KEYNOTE II – RUDOLF VIRCHOW LECTURE: JEREMY GREENE
BIO
Jeremy A. Greene, MD, PhD, is the William H. Welch Professor of Medicine and the History of Medicine, Director of the Department of the History of Medicine, co-Editor-in-Chief of the Bulletin of the History of Medicine, and founding Director of the Center for Medical Humanities and Social Medicine at the Johns Hopkins University School of Medicine, where he also practices internal medicine at a community health center in East Baltimore. In addition to scholarly publications, he is a regular contributor to clinical and public health journals including The Lancet, The New England Journal of Medicine, and The American Journal of Public Health, and his work has appeared in popular publications including Slate, Forbes, The Atlantic, and The Washington Post. In his several books, Prescribing by Numbers: Drugs and the Definition of Disease (Johns Hopkins University Press, 2007), Generic: The Unbranding of Modern Medicine (Johns Hopkins University Press, 2014), and The Doctor Who Wasn’t There: Technology, History, and the Limits of Telehealth (University of Chicago Press, 2022).
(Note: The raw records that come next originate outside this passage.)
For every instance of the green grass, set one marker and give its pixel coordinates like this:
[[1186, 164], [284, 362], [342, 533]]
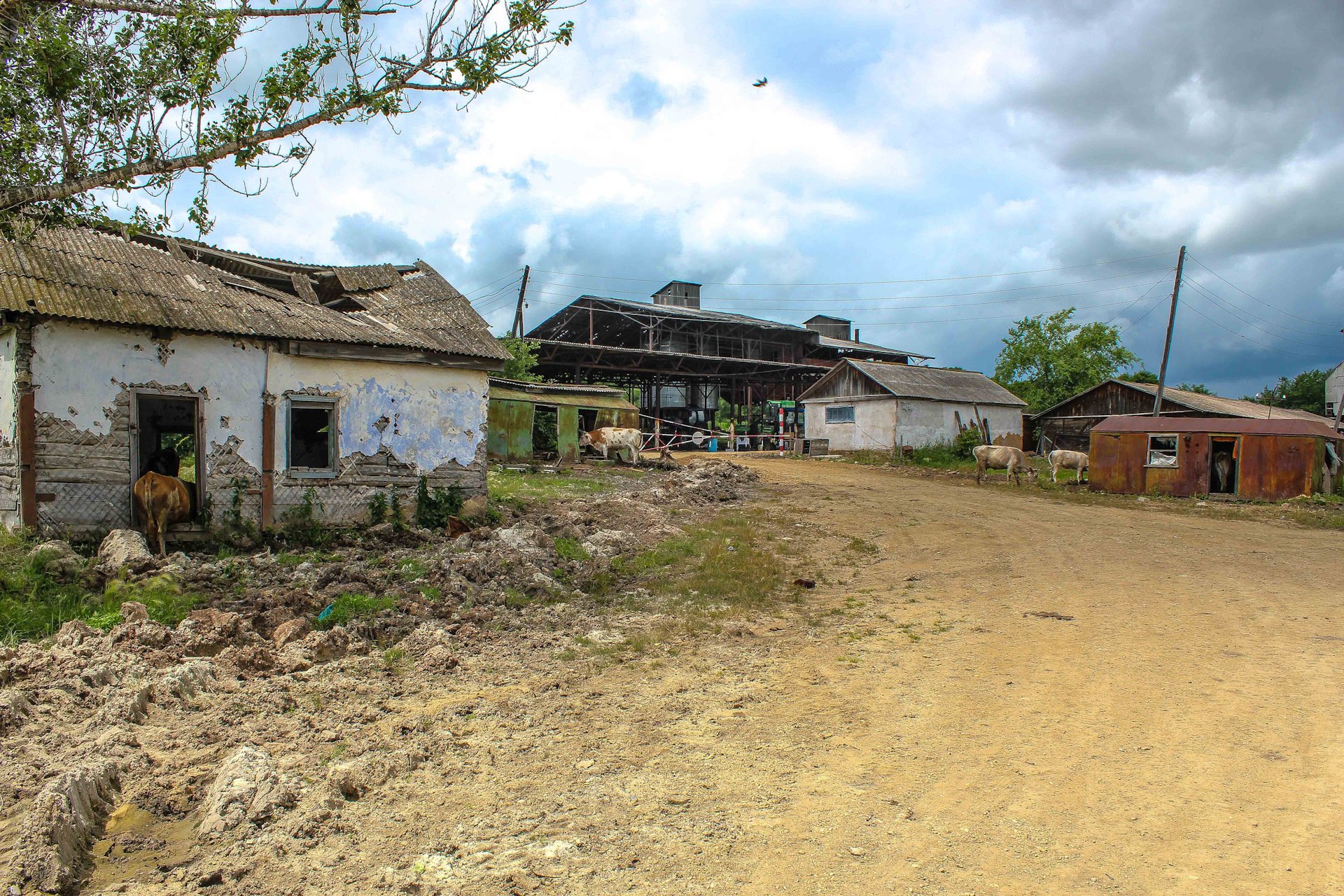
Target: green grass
[[34, 605], [512, 488], [351, 606]]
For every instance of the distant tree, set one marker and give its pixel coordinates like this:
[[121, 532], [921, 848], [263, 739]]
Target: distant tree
[[1306, 393], [523, 362], [1049, 359], [134, 94]]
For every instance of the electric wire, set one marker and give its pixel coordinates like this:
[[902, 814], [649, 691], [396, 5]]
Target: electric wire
[[874, 282], [1307, 320]]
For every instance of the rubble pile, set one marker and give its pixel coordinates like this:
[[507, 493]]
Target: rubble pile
[[182, 722]]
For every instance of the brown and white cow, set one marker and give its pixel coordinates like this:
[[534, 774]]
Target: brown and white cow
[[613, 438], [1003, 457], [1062, 460], [160, 500]]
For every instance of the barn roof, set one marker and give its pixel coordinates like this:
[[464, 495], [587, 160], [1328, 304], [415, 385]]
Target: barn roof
[[1199, 402], [934, 383], [1231, 425], [92, 276]]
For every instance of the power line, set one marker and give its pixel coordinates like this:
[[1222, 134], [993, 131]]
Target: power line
[[873, 282], [1281, 351], [1253, 298], [1212, 298], [882, 298]]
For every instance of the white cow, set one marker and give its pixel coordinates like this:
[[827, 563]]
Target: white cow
[[613, 438], [1003, 457], [1062, 460]]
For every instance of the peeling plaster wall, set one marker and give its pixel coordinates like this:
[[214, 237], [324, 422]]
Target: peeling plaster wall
[[84, 375]]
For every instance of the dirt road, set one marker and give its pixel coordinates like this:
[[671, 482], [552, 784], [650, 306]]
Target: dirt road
[[906, 729]]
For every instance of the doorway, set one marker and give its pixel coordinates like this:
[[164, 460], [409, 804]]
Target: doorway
[[167, 438], [1222, 465]]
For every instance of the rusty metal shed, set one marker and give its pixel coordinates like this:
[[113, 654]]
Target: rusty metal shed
[[514, 415], [1262, 460]]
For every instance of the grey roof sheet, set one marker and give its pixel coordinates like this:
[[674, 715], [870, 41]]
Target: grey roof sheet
[[965, 387], [92, 276], [1231, 406], [830, 342]]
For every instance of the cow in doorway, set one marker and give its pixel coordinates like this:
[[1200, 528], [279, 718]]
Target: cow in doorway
[[613, 438], [160, 500]]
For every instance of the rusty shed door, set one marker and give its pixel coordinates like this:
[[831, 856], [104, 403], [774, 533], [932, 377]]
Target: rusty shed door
[[511, 431], [568, 433]]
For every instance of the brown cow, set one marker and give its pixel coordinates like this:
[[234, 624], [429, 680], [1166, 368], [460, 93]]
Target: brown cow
[[160, 500]]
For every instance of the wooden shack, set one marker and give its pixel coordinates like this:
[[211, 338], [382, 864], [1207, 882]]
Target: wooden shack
[[1218, 457], [542, 421]]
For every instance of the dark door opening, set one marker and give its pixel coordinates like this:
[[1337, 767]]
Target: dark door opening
[[1222, 466], [545, 440], [167, 441]]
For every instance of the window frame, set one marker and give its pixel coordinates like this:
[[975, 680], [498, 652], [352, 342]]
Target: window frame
[[332, 407], [1175, 451], [840, 407]]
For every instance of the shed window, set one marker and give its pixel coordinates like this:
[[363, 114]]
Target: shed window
[[312, 437], [1161, 450], [840, 414]]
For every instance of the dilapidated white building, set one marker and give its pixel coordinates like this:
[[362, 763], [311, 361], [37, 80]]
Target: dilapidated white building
[[878, 406], [267, 377]]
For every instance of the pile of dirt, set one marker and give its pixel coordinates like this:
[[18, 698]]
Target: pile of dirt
[[251, 727]]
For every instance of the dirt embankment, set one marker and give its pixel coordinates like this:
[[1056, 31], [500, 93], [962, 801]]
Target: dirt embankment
[[921, 722]]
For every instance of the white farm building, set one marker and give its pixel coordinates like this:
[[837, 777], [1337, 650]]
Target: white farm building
[[876, 405], [268, 379]]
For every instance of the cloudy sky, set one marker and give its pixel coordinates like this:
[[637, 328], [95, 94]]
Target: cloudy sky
[[897, 149]]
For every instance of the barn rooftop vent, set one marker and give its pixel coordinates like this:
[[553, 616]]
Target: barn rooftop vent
[[679, 293]]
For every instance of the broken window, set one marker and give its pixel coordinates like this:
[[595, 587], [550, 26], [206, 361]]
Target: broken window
[[1161, 450], [840, 414], [312, 437]]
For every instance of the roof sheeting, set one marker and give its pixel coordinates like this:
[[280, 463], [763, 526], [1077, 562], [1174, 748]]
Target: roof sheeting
[[92, 276], [1230, 406], [1217, 425], [934, 383]]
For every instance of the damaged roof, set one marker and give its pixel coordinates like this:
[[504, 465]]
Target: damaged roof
[[93, 276]]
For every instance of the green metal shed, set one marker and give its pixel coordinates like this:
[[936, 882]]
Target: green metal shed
[[515, 407]]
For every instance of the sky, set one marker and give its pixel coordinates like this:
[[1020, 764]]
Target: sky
[[899, 159]]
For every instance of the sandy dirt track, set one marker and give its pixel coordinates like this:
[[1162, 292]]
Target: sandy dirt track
[[906, 729]]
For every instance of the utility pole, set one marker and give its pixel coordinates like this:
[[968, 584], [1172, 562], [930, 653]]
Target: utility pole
[[522, 292], [1171, 326]]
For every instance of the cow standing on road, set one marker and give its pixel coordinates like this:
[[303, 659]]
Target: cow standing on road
[[1003, 457], [613, 438], [1060, 460]]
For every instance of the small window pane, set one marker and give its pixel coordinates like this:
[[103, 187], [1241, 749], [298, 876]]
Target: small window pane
[[840, 414], [309, 437], [1161, 450]]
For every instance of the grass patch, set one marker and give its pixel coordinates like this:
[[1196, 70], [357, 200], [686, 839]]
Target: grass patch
[[351, 606], [35, 605], [512, 488]]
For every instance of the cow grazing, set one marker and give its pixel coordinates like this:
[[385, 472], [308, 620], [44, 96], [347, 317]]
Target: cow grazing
[[613, 438], [1003, 457], [160, 500], [1060, 460]]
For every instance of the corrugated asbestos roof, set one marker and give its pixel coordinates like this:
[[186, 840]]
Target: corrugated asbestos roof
[[85, 274], [1215, 425], [936, 383], [1236, 407]]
Greene’s research explores how the complex social, cultural, and economic histories of medical technologies impact present day medical knowledge and clinical practice. Greene’s work has been supported by grants from the National Science Foundation, the National Institutes of Health / National Library of Medicine, the Norwegian Research Council, the Andrew W. Mellon Foundation, the Laura and John Arnold Foundation, and the Greenwall Foundation. His current research project, Syringe Tides: Disposable Technology and the Making of Medical Waste is supported by a 2023 Guggenheim Foundation Fellowship.